A 36-year-old man presented to his family physician with a large number of slightly yellowish, raised papular lesions, 1 to 3 mm in diameter, on the posterior forearms and the anterior aspects of both legs (Figure 1). He experienced no significant symptoms. A specific clinical diagnosis was not evident, and a biopsy was perfomed to ascertain the nature of the lesions.
Figure 2 shows the raised bumps on the patient's left posterior forearm. The lesions were diagnosed as histiocytoma, which is seen in Figure 3 at 400 power magnification. The patient was not treated but, shortly thereafter, was admitted because of an episode of acute pancreatitis.
The answer is E: type V hyperlipidemia with eruptive xanthomas. Xanthomas are lipid-filled accumulations classically found on the extensor surfaces, as was noted on this patient. They are not necessarily associated with tendons. These lesions can be seen on skin biopsy as areas of fat-rich, foamy histiocytes, hence the original impression of a histiocytoma. The correct histologic diagnosis is “cutaneous xanthomas,” which is comparable to palpebral xanthelasma, a lesion of similar etiology.

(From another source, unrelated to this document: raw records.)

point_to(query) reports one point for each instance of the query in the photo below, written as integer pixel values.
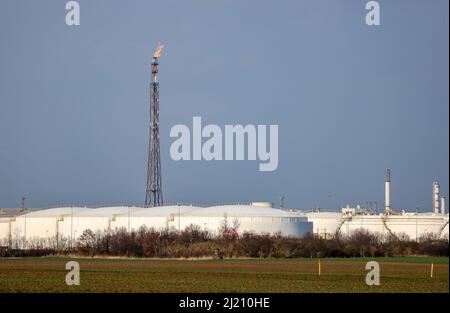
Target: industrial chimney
(436, 188)
(387, 192)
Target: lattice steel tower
(153, 196)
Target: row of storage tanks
(261, 217)
(70, 222)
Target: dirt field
(253, 275)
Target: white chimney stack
(387, 192)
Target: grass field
(242, 275)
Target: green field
(241, 275)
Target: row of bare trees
(195, 242)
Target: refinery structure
(44, 227)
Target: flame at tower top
(158, 50)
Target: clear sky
(350, 100)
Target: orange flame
(158, 50)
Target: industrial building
(412, 224)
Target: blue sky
(350, 100)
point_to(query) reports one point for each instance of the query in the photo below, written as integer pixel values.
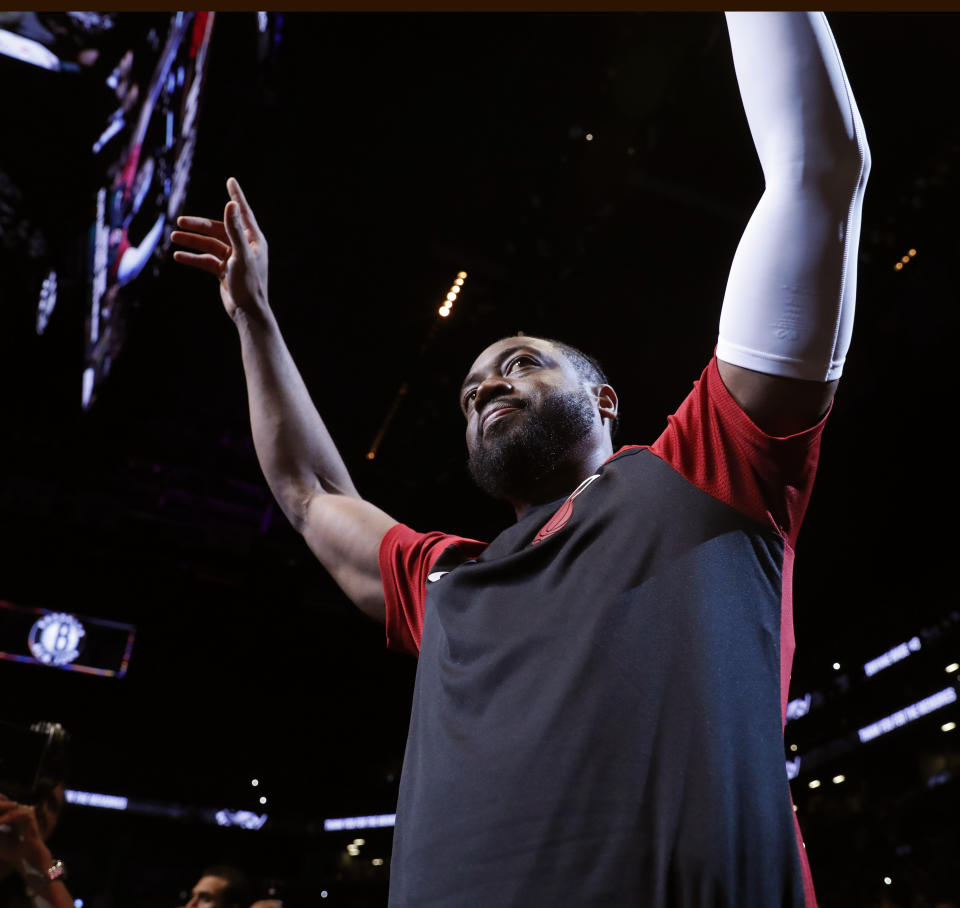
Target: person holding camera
(30, 875)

The patient was admitted to the hospital for acute pancreatitis secondary to marked elevated serum triglyceride levels. This is not an uncommon finding associated with type V hyperlipidemia (familial lipase deficiency syndrome).
Keratosis pilaris is a variant form of atopic dermatitis. Plugs of desquamated skin partially block the small hair follicles, causing inflammation and sterile pustules outside the follicle. This results in yellowish raised mounds around the hairs, particularly on the arms, legs and trunk, but not in the classic acne-prone areas.
Molluscum contagiosum is a viral “wart” with small, pearly, umbilicated dome-shaped papules. They often occur in crops but would show classic molluscum bodies on biopsy. Steroid-induced acne would look like severe acne and would occur mostly on the face, the upper chest and the back, not on the extensor surfaces.